Mgr Romero : assassiné en 1980 par l'extrême droite pendant qu'il célébrait la messe, l'archevêque martyr du Salvador va être béatifié

mgr romero

Annoncée par Mgr Vincenzo Paglia (promoteur de la cause et président du Conseil pontifical de la famille), cette décision est l'un des premiers actes du pape argentin :

 


La béatification de Mgr Óscar Arnulfo Romero y Galdámez, archevêque martyr, sera un symbole éclatant dans le monde du XXIe siècle livré aux fureurs de l'argent.
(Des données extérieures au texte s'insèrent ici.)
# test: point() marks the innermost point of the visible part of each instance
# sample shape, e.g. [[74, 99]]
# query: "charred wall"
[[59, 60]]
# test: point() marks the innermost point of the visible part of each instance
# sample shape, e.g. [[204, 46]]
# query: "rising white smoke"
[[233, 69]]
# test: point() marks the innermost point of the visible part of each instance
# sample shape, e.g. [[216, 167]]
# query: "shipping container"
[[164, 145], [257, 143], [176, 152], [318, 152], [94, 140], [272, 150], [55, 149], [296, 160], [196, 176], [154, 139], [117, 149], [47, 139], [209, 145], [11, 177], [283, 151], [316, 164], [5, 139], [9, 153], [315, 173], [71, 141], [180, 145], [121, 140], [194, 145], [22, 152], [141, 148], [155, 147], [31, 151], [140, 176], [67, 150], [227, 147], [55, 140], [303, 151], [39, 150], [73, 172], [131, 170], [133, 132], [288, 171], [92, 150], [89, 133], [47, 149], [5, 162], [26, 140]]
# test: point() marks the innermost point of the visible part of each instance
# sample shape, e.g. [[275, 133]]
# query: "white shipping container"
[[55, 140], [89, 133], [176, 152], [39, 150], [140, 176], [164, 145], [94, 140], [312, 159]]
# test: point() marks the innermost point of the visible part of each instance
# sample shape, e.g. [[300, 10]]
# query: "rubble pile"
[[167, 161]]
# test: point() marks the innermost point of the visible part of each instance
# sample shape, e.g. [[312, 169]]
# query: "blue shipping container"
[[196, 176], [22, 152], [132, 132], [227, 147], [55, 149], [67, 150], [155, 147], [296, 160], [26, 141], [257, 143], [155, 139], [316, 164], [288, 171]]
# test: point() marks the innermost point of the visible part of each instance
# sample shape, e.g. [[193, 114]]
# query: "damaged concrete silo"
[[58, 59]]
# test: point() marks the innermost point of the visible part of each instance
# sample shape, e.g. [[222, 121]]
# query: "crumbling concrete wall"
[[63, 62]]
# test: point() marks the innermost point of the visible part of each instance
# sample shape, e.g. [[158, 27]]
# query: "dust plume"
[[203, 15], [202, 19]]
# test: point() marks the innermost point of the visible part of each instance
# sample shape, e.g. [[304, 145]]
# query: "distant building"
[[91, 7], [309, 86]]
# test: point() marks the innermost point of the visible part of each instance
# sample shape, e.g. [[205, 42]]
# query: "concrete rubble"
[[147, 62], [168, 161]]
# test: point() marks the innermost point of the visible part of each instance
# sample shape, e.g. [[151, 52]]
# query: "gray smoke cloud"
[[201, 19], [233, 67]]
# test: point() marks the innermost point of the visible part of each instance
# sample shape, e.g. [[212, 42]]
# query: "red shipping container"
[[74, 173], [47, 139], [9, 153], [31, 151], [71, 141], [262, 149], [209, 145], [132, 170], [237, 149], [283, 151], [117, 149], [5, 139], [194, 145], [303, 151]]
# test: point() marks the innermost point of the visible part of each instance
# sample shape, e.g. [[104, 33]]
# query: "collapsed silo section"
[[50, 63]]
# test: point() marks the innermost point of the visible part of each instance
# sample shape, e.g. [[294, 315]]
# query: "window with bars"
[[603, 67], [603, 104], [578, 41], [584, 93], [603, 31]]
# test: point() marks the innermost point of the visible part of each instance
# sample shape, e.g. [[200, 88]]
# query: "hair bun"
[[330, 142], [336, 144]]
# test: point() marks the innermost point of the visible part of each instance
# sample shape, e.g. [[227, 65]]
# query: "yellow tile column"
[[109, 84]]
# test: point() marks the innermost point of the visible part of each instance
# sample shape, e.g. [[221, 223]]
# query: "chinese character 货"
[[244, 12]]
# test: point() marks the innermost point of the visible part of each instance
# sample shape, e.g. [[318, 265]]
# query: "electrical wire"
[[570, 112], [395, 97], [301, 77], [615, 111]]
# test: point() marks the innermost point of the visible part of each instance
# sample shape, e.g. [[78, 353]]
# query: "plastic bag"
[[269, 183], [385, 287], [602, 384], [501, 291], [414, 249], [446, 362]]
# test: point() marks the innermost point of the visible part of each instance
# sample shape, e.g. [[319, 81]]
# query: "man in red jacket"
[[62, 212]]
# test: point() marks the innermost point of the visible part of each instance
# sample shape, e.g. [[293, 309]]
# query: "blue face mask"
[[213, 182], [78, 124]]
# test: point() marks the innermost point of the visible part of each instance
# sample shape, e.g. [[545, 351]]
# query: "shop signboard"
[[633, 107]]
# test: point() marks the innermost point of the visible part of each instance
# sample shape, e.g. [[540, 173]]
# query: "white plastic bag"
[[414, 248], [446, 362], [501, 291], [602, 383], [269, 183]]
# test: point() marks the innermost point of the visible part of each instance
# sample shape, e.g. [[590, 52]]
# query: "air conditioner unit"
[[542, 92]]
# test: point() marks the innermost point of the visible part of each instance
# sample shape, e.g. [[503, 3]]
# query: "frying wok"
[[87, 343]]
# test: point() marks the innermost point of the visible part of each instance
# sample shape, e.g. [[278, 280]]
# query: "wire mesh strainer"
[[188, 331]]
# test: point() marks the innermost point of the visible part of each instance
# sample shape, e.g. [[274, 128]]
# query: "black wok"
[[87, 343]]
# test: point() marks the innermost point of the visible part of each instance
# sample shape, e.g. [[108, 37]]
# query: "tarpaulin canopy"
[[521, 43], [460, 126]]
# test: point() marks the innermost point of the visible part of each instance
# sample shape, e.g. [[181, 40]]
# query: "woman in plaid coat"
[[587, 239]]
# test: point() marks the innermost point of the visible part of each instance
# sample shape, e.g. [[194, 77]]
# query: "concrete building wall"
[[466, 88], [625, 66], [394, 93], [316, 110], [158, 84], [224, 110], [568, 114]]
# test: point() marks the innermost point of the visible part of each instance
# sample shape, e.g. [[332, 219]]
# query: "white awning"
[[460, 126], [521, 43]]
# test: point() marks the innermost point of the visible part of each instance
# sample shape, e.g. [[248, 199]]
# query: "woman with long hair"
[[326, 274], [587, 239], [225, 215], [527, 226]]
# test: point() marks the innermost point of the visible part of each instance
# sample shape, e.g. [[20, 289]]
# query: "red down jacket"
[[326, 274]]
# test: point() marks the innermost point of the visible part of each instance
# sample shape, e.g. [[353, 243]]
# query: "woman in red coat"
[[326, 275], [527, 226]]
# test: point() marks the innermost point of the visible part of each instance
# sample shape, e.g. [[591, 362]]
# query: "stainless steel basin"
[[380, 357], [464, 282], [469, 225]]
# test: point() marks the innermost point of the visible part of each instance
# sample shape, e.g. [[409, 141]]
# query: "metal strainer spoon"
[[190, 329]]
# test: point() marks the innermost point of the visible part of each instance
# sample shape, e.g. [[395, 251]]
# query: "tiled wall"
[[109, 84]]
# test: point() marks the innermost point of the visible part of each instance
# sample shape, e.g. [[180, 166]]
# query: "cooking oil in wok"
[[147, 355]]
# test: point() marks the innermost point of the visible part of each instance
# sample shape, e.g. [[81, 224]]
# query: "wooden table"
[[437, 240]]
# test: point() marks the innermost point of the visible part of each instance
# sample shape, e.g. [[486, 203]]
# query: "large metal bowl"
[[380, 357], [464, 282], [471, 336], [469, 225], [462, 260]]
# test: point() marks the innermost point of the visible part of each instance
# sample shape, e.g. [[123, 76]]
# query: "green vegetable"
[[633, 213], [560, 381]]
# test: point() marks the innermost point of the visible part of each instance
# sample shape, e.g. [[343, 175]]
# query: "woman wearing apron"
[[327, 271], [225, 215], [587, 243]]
L'archevêque fut en effet assassiné sur ordre de l'oligarchie armée par la CIA, dans le contexte d'une effroyable guerre civile contre le peuple salvadorien : 75 000 morts en douze ans, dans des carnages comme celui du bourg d'El Mozote (les hommes et les garçons enfermés dans l'église, qu'on incendie ; les femmes et les filles violées puis abattues). Fort classique dans sa foi [1] et hostile au christo-marxisme, Mgr Romero était engagé de toutes ses forces aux côtés des pauvres et résistait au régime salvadorien et à ses Escadrons de la mort, dirigés par le sanguinaire Roberto d'Aubuisson. Conséquences de cette attitude de l'Eglise, expliquées par l'archevêque en 1979 : « En moins de trois ans, plus de cinquante prêtres ont été attaqués, menacés ou calomniés. Six qui ont été assassinés méritent d'être considérés comme martyrs. Certains ont été torturés, d'autres expulsés du pays. Des sœurs ont été également persécutées. La radio de l'archidiocèse, des institution éducatives catholiques ou d'inspiration chrétienne ont été attaquées, menacées, intimidées ou ont subi des attentats à l'explosif. Plusieurs communautés paroissiales ont fait l'objet de "raids". Si tout cela s'est produit à l'encontre des personnes représentantes de l'Église, on peut imaginer ce qui a été fait aux chrétiens ordinaires, aux paysans, aux catéchistes, aux délégués et aux communautés de base… Mais il est important de remarquer pourquoi l'Église est persécutée : ce ne sont pas tous les prêtres ou n'importe lequel. Ce ne sont pas toutes les institutions ou n'importe laquelle. Est attaquée ou persécutée cette partie de l'Église qui s'est mise aux côtés du peuple et se pose en défenseur du peuple. Ici aussi, se trouve la même clé d'explication de la persécution de l'Église : les pauvres. »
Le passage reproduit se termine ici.